My goal would be to only convert those two notes which are selected, and then leave a gap for me to add a third, to look like this (which I achieved through workarounds):
I fully understand why Dorico thinks to do this, it needs to make up a third note for a triplet (as I selected 3:2), so in order to do so it converts the nearest note which makes up three for a triplet. However, I would prefer it only convert that which I’ve explicitly selected, and in order to make up the math, leave a rest instead.
That said, I am fully aware of the stop line and insert mode. Doing that, however, results in a complete truncation/removal of that following half note, like so:
Obviously I wouldn’t want that. Really just want the above, take the selected notes, convert, and create rest(s) with what space is leftover.

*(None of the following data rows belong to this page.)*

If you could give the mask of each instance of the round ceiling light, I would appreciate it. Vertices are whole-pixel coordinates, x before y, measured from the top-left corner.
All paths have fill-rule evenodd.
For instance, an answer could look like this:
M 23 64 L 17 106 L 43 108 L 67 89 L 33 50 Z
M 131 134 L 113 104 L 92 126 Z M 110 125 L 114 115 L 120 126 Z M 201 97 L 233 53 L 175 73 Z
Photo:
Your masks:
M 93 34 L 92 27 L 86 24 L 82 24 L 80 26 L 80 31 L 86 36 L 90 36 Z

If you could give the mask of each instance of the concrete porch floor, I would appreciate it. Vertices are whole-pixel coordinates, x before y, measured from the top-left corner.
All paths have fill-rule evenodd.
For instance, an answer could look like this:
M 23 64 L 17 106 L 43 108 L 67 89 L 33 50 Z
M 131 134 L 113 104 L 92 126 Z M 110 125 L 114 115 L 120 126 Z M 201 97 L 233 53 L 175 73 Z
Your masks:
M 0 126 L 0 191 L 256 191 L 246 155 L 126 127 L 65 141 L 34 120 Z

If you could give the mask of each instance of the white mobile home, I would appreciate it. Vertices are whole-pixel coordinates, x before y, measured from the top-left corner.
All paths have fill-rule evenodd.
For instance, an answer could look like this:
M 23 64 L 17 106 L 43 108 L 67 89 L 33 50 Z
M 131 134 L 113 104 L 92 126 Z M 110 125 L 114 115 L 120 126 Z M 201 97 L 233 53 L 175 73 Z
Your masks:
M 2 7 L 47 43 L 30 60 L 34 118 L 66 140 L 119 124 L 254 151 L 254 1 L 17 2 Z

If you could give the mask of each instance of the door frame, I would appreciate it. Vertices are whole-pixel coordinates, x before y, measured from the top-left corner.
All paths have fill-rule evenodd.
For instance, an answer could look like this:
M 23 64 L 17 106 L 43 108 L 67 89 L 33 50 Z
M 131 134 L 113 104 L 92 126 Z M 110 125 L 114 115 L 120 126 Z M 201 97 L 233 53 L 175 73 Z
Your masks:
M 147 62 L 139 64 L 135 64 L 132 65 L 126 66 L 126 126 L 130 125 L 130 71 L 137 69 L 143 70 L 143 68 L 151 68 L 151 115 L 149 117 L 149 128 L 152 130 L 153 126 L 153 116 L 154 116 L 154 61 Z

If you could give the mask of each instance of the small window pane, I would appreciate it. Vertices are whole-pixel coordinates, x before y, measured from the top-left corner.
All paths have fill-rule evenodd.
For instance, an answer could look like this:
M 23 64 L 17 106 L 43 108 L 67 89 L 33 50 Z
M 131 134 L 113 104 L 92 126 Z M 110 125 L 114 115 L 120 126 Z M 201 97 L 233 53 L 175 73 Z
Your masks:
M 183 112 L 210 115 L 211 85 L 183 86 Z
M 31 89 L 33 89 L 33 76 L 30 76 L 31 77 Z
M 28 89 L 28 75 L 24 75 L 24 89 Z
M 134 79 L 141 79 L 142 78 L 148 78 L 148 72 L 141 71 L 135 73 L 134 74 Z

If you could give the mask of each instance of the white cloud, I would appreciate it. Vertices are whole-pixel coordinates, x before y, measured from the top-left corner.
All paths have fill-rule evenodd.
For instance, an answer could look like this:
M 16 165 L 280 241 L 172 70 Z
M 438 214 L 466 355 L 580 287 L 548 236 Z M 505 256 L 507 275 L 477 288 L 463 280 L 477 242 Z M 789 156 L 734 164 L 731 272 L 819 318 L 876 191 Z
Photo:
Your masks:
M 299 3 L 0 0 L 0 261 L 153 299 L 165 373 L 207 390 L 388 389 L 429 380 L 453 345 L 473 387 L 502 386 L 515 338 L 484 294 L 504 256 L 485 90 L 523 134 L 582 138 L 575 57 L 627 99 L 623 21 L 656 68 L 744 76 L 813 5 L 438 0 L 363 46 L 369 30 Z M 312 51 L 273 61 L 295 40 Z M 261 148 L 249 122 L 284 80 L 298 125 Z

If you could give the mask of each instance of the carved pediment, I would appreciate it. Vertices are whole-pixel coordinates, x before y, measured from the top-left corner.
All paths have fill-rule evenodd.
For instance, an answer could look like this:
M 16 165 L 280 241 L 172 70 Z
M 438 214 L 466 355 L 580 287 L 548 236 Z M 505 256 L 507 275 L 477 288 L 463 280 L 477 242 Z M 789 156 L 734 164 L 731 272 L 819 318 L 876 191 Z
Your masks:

Here’s a somewhat hidden trick I discovered searching the forums - if you go into write mode, and then do your tuplet conversion with the caret active and parked where you want it, the behavior provides me with exactly what I am looking for. Good to know, however I wouldn’t have guessed this on my own (thankful for this forum!). But is there any reason it can’t do this conversion without entering write mode? I feel like in most cases you’d want to convert only that which you’ve selected… at least having the option would be nice, unless I’m missing something in the preferences?
Thanks for your response. That solution works too. Do I need to enable the stop line for worry of screwing up something in my music down stream? I tried with a stop line but predictably what happened is the preceding half-note got truncated by the line, so it then turned into a dotted quarter.
However I noticed when I tried this method without the stop line on, and followed your steps exactly, it did create the tuplet and phrase I am looking for - I just want to make sure if I use this method I don’t create any issues many bars later without realizing. (Seeing the music all shift with insert mode is admittedly a little scary!)
Hi @wing (I hope I don’t repeat something already said) you can put the Stop Bar wherever you want. If you put it on the half note, you have what you desire (and in this case it works independently of using or not the insert mode):
No need to panic. Dorico will quite happily handle this.
It is well worth experimenting with all the different Insert Modes to see how Dorico handles different sorts of insertion, especially tuplet-ification.
Actually, I wasn’t aware you could do this with the stop bar - I thought it was only available on bar lines. That’s really cool, played around with it just now and this will come in handy in lots of other ways!